Your color choice is not readable on an iphone unless you quote it


----------



## mrkyak (Jul 11, 2005)

Very nice. We launch in 14 days. One raft two kayaks 25 days.
What editing software did you use? 

Those videos were nothing but Lava Love


----------



## David L (Feb 13, 2004)

Oh, man, I WANT TO GO BACK NEXT YEAR!!!!!!! And the next, and the next, and the next.........


----------



## mrkyak (Jul 11, 2005)

Stay in touch, I'm going back every year until I take the long cold dirt
Nap.


----------



## calendar16 (Mar 8, 2007)

PattyNYCO said:


> Here is a second video (also captured by Jason Hall) of our friends John and Erin Melrose and their surf in Lava on a 16 foot cat for 14 full seconds.
> 
> Surfing Lava Rapid on the Grand Canyon.mov - YouTube


Bad ass surf! Do cats ever flip on the Grand Canyon? 

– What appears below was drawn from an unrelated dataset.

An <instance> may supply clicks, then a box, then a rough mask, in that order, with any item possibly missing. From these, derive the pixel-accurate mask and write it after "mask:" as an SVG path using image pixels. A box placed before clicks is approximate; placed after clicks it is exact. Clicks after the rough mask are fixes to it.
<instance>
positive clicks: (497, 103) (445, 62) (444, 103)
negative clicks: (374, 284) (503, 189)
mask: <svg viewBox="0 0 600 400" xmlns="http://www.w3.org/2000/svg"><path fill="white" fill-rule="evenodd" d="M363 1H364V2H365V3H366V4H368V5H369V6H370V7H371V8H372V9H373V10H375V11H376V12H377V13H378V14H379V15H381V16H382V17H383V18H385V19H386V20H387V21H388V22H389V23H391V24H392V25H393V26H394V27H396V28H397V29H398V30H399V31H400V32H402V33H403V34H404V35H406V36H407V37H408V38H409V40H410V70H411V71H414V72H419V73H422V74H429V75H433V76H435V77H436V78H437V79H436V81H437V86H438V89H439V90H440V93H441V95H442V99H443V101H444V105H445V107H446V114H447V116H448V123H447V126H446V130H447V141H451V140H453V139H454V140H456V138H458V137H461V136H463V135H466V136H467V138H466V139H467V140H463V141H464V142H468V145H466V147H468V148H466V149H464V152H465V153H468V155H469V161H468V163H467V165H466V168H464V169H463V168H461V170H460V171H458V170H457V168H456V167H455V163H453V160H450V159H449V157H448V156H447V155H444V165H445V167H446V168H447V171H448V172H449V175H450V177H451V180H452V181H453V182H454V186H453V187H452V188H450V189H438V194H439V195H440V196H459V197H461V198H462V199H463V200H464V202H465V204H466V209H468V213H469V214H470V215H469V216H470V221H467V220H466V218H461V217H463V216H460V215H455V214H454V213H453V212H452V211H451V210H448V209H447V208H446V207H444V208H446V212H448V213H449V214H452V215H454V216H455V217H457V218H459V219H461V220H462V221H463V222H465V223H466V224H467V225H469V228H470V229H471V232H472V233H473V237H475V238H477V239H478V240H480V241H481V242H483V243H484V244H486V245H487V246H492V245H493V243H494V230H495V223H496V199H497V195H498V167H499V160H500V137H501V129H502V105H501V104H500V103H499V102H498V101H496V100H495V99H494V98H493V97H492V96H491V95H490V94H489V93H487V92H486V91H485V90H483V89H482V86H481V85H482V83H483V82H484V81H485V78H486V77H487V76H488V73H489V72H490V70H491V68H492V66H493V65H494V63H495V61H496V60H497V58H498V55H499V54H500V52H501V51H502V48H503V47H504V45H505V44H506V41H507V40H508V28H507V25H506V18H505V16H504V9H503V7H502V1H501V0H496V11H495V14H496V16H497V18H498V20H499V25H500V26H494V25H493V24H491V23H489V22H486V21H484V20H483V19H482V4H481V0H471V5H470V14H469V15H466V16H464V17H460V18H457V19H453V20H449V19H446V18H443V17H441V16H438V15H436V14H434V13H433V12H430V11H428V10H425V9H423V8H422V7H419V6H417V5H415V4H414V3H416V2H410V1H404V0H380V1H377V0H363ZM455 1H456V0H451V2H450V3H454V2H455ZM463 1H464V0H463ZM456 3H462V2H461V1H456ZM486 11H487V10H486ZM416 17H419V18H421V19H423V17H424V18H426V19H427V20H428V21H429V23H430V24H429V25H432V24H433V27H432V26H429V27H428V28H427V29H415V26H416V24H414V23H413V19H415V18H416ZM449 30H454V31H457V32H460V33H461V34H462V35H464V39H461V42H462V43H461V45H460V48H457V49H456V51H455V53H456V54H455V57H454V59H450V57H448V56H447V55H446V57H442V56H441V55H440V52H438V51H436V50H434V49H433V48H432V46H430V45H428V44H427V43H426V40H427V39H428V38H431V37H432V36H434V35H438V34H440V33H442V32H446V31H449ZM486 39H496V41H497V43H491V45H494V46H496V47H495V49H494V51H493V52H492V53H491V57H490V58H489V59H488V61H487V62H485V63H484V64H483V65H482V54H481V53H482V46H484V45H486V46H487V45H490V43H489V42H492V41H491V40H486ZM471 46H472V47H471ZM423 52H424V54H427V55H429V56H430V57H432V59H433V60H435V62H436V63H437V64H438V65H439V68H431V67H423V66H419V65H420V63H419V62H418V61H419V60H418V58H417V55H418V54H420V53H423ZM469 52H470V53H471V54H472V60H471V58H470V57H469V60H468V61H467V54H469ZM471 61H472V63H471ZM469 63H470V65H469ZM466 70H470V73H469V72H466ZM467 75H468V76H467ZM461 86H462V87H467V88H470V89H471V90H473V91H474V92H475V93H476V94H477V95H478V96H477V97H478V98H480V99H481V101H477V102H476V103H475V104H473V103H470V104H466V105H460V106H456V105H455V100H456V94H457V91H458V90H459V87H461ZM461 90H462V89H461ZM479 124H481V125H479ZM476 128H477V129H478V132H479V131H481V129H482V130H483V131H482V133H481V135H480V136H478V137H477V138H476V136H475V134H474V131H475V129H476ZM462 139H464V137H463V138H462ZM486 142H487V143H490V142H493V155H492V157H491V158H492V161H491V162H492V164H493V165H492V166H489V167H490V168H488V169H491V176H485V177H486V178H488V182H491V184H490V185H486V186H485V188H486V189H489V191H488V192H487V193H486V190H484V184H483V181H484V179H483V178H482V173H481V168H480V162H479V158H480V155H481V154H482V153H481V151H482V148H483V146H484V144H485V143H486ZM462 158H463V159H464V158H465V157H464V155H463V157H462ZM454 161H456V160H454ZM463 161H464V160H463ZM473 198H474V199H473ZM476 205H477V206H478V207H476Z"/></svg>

Glad y'all had fun, what a special place!


----------



## David L (Feb 13, 2004)

mrkyak said:


> Stay in touch, I'm going back every year until I take the long cold dirt
> Nap.


Will do. You have yourself a great trip!!!

And now, back to the thread.....Yes! Always with a "How did that happen?" And are usually easier to unflip than a round boat. I thought the one in the video had a chance at it when they started to get sideways. Came out of it nicely with a good story to tell.


----------



## passport (Apr 10, 2007)

PattyNYCO said:


> Here is a second video (also captured by Jason Hall) of our friends John and Erin Melrose and their surf in Lava on a 16 foot cat for 14 full seconds.
> 
> Surfing Lava Rapid on the Grand Canyon.mov - YouTube


Why are they going backwards? Lucky they didn't flip at the end there......


----------



## mrkyak (Jul 11, 2005)

They are going backward because the driver shifted into
Reverse unintentionally. 

He wanted a little more Lava Love.


----------



## PattyNYCO (Mar 21, 2005)

Actually, John lost an oar above where this video was taken (in the V-Wave) so he pivoted around and took it backwards (instead of sideways) to avoid a flip. He did very well. His wife Erin started moving around the raft (and scrambling on the back where the pink kayak was strapped) trying to give it more weight, but she slipped off the raft and went for a little swim. Her biggest concern was that she would lose her wig she had on for Halloween! Bart (in the green kayak) was on her right away to get her out successfully. 

They pulled it off and did GREAT!


----------